Although the municipal Health Secretariat is scheduled starting next Saturday to launch a huge program at local public health centers to vaccinate the state’s entire population, thousands of people stood in line on Monday morning to receive the vaccine at 34 public centers.
“On average, this week, all of (the health centers) will do 250 applications per day. Some are already doing more than that,” state Deputy Health Secretary Cristina Lemos told the daily O Globo.

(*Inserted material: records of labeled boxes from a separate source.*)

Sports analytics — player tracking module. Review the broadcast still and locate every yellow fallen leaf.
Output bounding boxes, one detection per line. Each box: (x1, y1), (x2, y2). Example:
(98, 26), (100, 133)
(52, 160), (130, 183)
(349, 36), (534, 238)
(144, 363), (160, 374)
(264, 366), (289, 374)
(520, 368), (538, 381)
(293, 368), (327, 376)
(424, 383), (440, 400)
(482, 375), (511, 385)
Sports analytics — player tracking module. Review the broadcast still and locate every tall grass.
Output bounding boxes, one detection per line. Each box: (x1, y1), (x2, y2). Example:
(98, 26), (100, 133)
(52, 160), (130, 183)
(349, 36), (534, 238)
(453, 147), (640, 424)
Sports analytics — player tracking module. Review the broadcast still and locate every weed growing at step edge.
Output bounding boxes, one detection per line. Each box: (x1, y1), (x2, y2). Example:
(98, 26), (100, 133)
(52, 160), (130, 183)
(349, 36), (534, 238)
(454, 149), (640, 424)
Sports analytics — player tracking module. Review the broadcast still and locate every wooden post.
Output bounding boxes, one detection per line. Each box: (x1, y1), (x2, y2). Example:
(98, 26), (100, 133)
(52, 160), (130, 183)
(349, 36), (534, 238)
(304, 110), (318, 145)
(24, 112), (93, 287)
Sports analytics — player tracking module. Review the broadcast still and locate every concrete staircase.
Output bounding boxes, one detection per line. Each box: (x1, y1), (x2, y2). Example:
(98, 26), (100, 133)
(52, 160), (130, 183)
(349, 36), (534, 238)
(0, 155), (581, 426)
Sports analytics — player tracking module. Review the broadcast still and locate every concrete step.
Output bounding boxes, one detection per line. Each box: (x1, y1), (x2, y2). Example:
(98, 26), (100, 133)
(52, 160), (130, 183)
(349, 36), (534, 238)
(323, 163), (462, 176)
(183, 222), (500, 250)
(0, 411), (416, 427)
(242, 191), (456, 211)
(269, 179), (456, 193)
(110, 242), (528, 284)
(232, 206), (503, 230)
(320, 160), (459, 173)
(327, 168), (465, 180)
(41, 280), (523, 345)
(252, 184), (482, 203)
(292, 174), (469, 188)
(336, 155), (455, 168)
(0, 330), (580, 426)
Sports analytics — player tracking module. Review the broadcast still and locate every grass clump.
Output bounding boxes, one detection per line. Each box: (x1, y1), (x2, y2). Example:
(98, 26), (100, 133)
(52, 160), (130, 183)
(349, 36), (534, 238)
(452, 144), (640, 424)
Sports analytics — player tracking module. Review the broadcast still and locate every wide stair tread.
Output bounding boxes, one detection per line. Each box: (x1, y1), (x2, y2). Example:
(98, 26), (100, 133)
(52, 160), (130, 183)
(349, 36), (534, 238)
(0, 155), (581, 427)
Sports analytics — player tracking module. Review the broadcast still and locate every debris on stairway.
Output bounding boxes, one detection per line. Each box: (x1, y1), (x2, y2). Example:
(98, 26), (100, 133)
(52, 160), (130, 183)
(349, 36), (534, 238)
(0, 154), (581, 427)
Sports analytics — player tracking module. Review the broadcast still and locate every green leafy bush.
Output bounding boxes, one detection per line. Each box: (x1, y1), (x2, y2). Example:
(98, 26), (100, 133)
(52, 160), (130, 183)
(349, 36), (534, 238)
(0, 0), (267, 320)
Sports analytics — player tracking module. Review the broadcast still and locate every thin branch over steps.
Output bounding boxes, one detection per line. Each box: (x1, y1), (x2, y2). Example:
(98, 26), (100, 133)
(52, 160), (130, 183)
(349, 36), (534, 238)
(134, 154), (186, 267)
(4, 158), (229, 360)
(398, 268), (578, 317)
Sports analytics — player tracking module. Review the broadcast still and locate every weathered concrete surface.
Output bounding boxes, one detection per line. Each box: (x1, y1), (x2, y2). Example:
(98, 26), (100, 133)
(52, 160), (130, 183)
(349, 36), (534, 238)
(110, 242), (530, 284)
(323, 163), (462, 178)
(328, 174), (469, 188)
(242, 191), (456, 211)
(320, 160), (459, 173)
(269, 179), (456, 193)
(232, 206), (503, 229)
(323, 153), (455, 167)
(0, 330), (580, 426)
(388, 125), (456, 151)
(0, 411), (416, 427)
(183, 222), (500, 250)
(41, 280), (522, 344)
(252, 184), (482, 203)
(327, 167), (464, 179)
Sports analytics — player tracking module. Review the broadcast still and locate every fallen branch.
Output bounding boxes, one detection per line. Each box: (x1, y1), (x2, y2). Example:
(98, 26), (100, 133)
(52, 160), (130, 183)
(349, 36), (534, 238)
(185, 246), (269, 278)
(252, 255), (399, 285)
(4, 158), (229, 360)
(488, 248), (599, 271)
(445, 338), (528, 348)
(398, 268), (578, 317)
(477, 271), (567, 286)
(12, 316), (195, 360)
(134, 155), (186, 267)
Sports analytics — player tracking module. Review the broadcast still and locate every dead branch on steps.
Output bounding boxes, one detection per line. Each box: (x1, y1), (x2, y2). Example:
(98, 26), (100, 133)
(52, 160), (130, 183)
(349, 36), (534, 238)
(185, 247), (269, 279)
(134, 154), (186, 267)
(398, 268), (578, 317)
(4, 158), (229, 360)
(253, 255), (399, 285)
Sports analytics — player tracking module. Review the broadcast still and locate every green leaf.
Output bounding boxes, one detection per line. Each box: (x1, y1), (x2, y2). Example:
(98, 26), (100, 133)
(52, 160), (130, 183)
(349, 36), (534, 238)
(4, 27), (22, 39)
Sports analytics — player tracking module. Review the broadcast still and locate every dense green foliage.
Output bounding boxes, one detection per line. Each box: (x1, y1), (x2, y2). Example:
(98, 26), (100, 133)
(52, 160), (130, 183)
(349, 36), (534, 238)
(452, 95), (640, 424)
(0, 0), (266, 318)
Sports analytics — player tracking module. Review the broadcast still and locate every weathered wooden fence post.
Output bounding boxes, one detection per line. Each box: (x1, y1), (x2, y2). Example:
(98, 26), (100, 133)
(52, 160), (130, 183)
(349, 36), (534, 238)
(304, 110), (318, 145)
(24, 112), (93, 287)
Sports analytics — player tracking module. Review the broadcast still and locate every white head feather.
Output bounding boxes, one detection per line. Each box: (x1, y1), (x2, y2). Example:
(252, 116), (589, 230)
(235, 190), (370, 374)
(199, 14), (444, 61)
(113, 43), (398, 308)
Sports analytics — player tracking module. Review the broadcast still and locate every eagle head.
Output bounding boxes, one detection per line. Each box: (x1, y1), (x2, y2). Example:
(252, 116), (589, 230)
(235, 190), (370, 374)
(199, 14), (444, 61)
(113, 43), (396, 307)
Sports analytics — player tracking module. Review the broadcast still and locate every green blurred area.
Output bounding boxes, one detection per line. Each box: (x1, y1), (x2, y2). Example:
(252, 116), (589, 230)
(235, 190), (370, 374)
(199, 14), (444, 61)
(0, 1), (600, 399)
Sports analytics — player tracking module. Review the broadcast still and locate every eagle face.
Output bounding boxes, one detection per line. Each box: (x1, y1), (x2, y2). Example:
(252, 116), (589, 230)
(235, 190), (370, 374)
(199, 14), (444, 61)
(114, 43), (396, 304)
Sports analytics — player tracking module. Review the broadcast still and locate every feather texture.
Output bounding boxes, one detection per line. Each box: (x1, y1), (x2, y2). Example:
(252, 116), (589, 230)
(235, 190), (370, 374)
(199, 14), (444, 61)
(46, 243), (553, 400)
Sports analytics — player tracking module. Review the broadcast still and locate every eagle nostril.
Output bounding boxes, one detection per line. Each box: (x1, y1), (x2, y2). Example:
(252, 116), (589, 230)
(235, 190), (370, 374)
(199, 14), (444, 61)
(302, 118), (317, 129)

The priority this week is to vaccinate those people who have to travel to the areas most affected by the yellow fever outbreak, but many other citizens showed up anyway at health centers to be vaccinated out of fear of being infected.
In addition to the state’s two confirmed cases of yellow fever, one of whom died on March 11, regional authorities are investigating 36 other suspected cases in Rio de Janeiro, most of them in the northwestern municipality of Casemiro de Abreu.
After that first fatality, the Health Ministry announced that it was sending the state 1 million doses of the vaccine against the virus.
Since the start of the year, the southeastern states bordering on Rio de Janeiro – Minas Gerais, Sao Paulo and Espirito Santo – have been beset by an outbreak of the disease that has infected a confirmed 424 people and killed 137.
Minas Gerais, the country’s No. 2 state in population, has been the most affected with 325 confirmed cases while Espiritu Santo has had 93 cases and Sao Paulo 4.
The Brazilian government this year sent 16.15 million extra vaccine doses to states reporting cases to prevent the spread of the disease.
In addition, the World Health Organization and other international agencies announced the shipment to Brazil of 3.5 million more doses, while another 8.46 million doses produced by the state-run Oswaldo Cruz Foundation, Latin America’s largest medical research center, were placed at the government’s disposal.
Yellow fever is transmitted by the Aedes aegypti mosquito, which is also the vector for dengue, the zika virus and Chikungunya.